The effect of the extrusion process on the microstructure, corrosion properties, and mechanical properties of Mg–0.5Zn–0.3Ca–0.03Zr alloy has been studied in the present work. Conclusions can be drawn as follows:

• In addition to a small amount of Zr-rich phase, no other precipitated phase was detected in the homogenized alloy. After extrusion at 320 °C and 350 °C, the size of Zr-rich particles was significantly reduced, and the extrusion temperature has little effect on the size of Zr-rich particles. However, the mechanical properties of the alloy decrease with an increase in extrusion temperature.
• The corrosion rate of the alloy decreases after extrusion.
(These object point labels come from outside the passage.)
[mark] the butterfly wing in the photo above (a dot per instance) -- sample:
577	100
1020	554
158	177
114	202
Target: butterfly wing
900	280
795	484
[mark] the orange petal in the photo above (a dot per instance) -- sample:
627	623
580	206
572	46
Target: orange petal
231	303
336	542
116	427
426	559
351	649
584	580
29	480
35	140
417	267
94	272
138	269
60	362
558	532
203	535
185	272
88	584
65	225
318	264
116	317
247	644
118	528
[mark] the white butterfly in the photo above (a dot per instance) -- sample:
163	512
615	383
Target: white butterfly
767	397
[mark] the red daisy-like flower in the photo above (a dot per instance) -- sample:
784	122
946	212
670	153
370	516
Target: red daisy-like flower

This is because the smaller Zr-rich phase is easier to cover by the deposited corrosion products, which reduced the cathodic activity of the Zr-rich phase in the extruded alloys. Additionally, a much smaller grain size can promote the formation of a more uniform corrosion film on the surface of the extruded alloys.
• The alloy extruded at 320 °C shows good comprehensive mechanical properties. The alloy extruded at 320 °C possesses excellent comprehensive mechanical properties and corrosion resistance. Specifically, the yield strength (TYS) amounts to 188.8 MPa; the elongation (EL) reaches 20.2%; and the corrosion rate is 0.12 mm/year. These properties are anticipated to enable its application in the domain of medical biological magnesium alloys.